La Spagna supera Malta e conquista il primo posto nella Rainbow Map 2026 di ILGA-Europe, rete che riunisce organizzazioni impegnate nella difesa dei diritti LGBTI in Europa e Asia centrale. A premiare Madrid sono state soprattutto le nuove tutele per le persone trans, la depatologizzazione delle identità di genere nel sistema sanitario e la creazione di nuovi strumenti contro le discriminazioni. Un risultato che, per l'organizzazione, assume un forte valore politico in un’Europa attraversata da spinte autoritarie e dall’aumento della retorica anti-LGBTI, ma al contempo mette in guardia, laddove i progressi sul fronte legislativo non sempre coincidono con la realtà del vivere quotidiano. Proprio in Spagna, per esempio, le aggressioni contro persone LGBTI sono aumentate del 15% dal 2024.

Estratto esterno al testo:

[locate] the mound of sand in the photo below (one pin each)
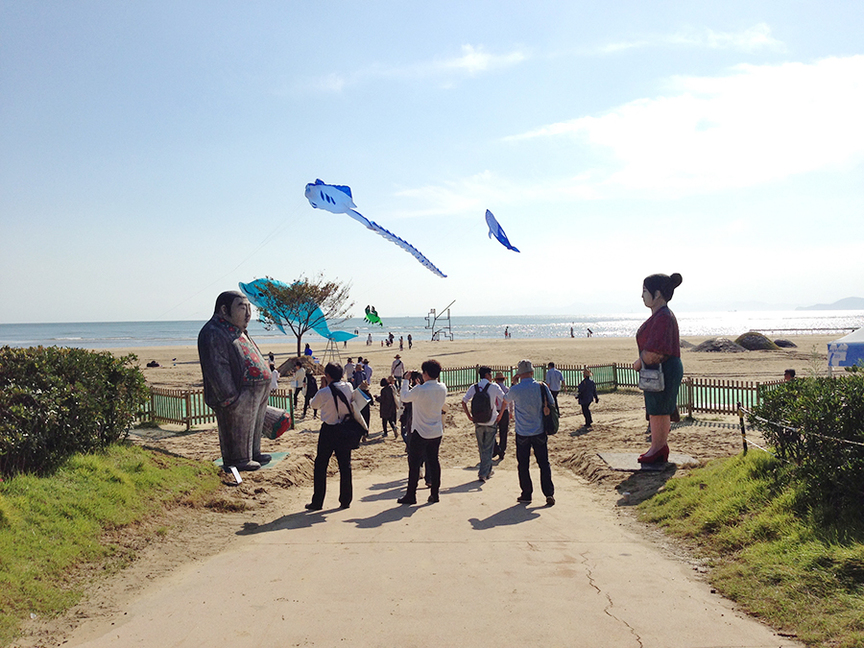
(719, 345)
(754, 341)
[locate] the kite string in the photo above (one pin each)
(266, 240)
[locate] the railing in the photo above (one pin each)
(187, 406)
(695, 394)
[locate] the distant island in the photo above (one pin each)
(848, 303)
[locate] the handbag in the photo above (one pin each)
(550, 420)
(651, 379)
(352, 428)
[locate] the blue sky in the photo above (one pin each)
(153, 154)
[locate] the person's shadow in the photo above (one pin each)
(514, 515)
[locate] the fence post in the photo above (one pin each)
(188, 398)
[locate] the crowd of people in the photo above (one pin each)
(412, 405)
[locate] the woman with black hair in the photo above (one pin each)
(659, 343)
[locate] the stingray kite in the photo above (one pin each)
(338, 200)
(496, 231)
(372, 316)
(309, 312)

La mappa arcobaleno, infatti, non viene stilata misurando direttamente il livello di accettazione sociale o la qualità della vita delle persone LGBTI, ma valuta il quadro normativo e istituzionale esistente nei rispettivi Paesi, 49 quelli in esame, attraverso grandi aree: uguaglianza e non discriminazione; famiglia; crimini e discorsi d’odio; riconoscimento legale dell’identità di genere; integrità corporea delle persone intersessuali; spazio civico e libertà di associazione/espressione.
Molto ancora da fare anche a San Marino, in media-bassa classifica, sebbene, per la prima volta, il Titano superi l'Italia di due posizioni, 34esimo posto (lo stivale arretra al 36esimo.) Segnali positivi in Paesi come Albania, Lettonia, Austria e Svezia, mentre risultano ad alta criticità Bielorussia, Slovacchia, Turchia e, fanalino di coda, la Russia, dove le discriminazioni contro le persone LGBTI continuano ad aggravarsi.